World Stroke Day to encourage healthy living

October 29 is celebrated as World Stroke Day every year across the world. The day is marked in the calendar to raise awareness regarding stroke, physical complications caused by stroke, and its preventive measures. Various organisations arrange different events on this day to spread information about the leading causes of stroke and ways to avoid it. Feeding this purpose, this year, the day is celebrated with the slogan – ‘Join the MoveMent.’

Stroke is considered to be a disease of the blood vessels of the brain. It is one of the main reasons for fatality in the world right now. The World Health Organisation (WHO) ranks mortality due to stroke in Bangladesh as number 84 in the world. The crude death rate per 1,000 people in Bangladesh is reported at 5.8%; the female and male life expectancies are reported as 64.4 years old and 65.1 years old, respectively. Stroke holds the third leading position as the cause of death and paralysis in Bangladesh. However, this critical medical condition can be avoided if one is careful about their lifestyle habits and dietary consumptions.

There are two types of strokes: ischaemic stroke, and haemorrhagic stroke. It is a common misconception that a stroke can hamper the heart in a body. But the fact is, stroke is a condition where the patient’s brain is affected because of blood clots. In the case of an ischaemic stroke, clotted blood is supplied to the brain, leading to a dysfunctional physical state. A haemorrhagic stroke occurs as the result of a broken blood vessel and bleeding inside the brain. Both types can be extremely critical for the patient’s condition with increasing chances of death if not brought to proper medical attention on time.

A case of stroke can be identified from various signs and symptoms on the patients’ physical state. The most common and easily traceable sign is the weakness or unresponsiveness of one side of the body.

A stroke on the left side of the brain will affect the right side of the body – including the face, right hand, and right leg, and similarly, an affected right-brain will affect the left portion of the body. There might be other symptoms like headache, convulsions, nausea or vomiting, blurry eyesight, physical imbalance, fainting, and a speech impediment.

The acronym ‘FAST’ is referred to as the keyword for primarily diagnosing a stroke, where F means facial droopiness, A means arm weakness, S means speech irregularity, and T means time to call emergency medical attention.

With advancing medical technology and high-quality drugs, stroke patients now get much more improved treatment compared to that of the past decade. Injections and stents are widely used to cure strokes via medical procedures like thrombolysis and thrombectomy. Extensive surgery, surgical clipping, and a few other methods are also obtained to ensure the blood clots do not hamper the brain any further.

However, it has to be remembered that prevention is better than cure. The global celebration of World Stroke Day and similar other events aim to promote this idea so that the percentage of casualties due to strokes decreases with time.

The first and foremost responsibility to ensure a stroke-free life would be to ensure healthy food consumption. One has to avoid high-fat foods and other items which hamper the cholesterol level. It is advised to give up the habits of smoking and consumption of alcohol.
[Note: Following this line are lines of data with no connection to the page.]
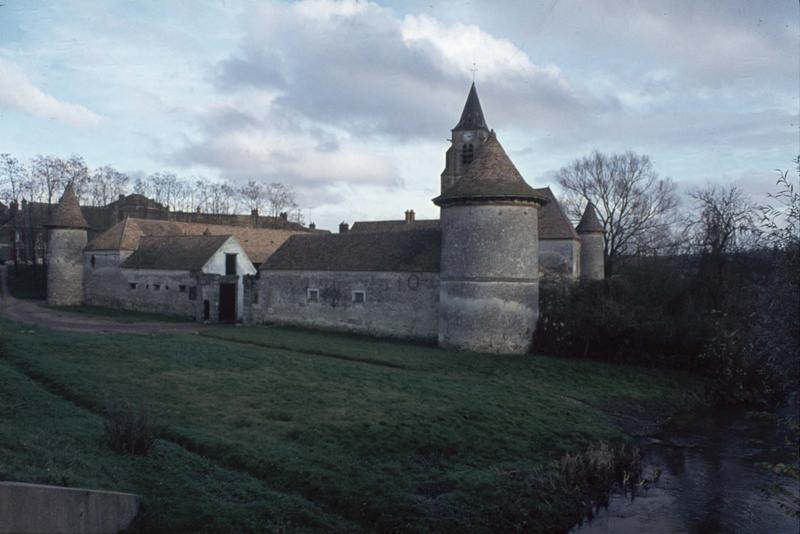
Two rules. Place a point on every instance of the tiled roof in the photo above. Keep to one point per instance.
(589, 221)
(394, 226)
(174, 253)
(553, 222)
(416, 251)
(472, 115)
(490, 176)
(67, 214)
(259, 243)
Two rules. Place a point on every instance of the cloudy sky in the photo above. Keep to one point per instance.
(352, 103)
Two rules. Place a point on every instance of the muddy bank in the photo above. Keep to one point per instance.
(709, 472)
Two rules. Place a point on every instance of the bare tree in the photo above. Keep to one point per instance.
(49, 171)
(280, 199)
(12, 176)
(253, 195)
(722, 219)
(636, 206)
(106, 185)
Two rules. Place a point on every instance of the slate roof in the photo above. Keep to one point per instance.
(553, 222)
(258, 243)
(491, 175)
(174, 253)
(589, 221)
(67, 213)
(415, 251)
(472, 115)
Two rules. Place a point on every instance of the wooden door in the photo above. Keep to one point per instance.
(227, 302)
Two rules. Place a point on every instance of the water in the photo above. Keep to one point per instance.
(709, 481)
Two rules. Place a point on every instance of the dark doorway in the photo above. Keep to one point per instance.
(230, 264)
(227, 302)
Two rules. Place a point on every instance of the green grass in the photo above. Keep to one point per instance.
(27, 281)
(123, 316)
(383, 435)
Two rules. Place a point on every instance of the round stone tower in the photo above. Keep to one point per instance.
(590, 231)
(66, 241)
(489, 279)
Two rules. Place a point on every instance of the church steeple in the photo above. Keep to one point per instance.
(468, 135)
(472, 116)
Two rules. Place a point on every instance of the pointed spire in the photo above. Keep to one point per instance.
(67, 213)
(472, 116)
(491, 176)
(589, 222)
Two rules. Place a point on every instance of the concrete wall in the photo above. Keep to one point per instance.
(396, 304)
(560, 257)
(489, 300)
(65, 266)
(592, 257)
(34, 508)
(108, 285)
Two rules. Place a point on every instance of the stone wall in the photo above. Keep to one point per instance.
(396, 304)
(35, 508)
(560, 257)
(489, 298)
(152, 291)
(65, 266)
(592, 256)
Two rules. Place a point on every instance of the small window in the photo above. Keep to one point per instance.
(230, 264)
(467, 154)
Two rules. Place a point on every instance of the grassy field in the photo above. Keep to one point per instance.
(299, 430)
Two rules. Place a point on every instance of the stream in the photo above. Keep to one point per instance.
(709, 478)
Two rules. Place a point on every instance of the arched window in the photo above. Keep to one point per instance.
(467, 153)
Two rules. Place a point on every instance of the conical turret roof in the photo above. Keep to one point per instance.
(67, 213)
(589, 221)
(490, 176)
(472, 116)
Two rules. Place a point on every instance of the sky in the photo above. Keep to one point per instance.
(351, 103)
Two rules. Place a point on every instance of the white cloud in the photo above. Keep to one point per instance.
(17, 92)
(464, 47)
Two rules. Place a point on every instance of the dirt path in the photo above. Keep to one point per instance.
(32, 312)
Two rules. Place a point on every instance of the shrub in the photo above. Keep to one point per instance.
(128, 429)
(616, 320)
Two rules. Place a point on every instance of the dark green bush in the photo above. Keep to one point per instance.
(128, 429)
(612, 320)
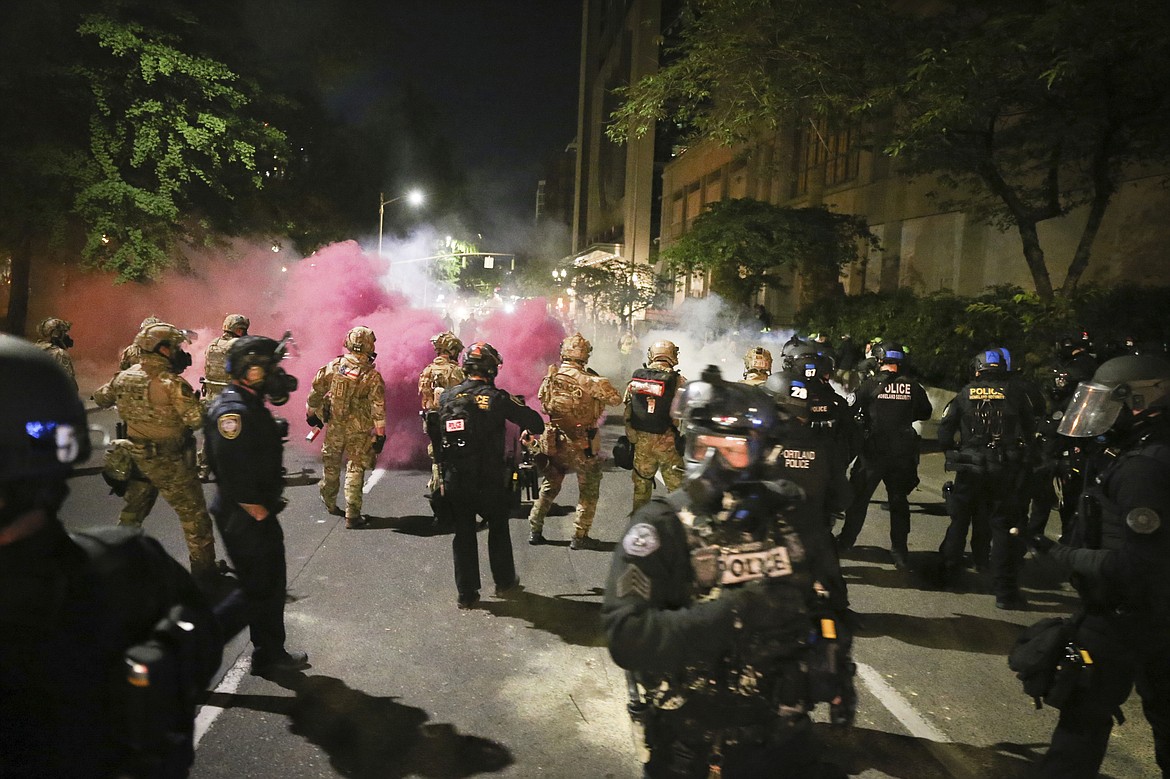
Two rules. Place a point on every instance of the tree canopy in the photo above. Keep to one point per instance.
(743, 242)
(1024, 110)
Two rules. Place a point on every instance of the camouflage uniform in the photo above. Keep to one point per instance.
(54, 332)
(575, 398)
(349, 394)
(757, 365)
(441, 372)
(160, 411)
(654, 452)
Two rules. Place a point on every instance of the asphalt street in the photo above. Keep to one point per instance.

Above all, one has to be physically active and walk, run or skip rope regularly to keep their mind and body active. Those with diabetes are recommended to regularly check and control their blood-sugar level.

World Stroke Day intends to encourage people to follow such healthy and ideal lifestyle trends. World Stroke Organisation has arranged for people to show their ‘funky moves’ this year, which is basically a humorous approach to promote physical activity. We need more local organisations as well in Bangladesh to step out like this. An overall attempt to create awareness can help us reduce the risks of a stroke on a large scale.

The author is a Professor of Neurology and the Director of the National Institute of Neuroscience (NINS), Dhaka, Bangladesh.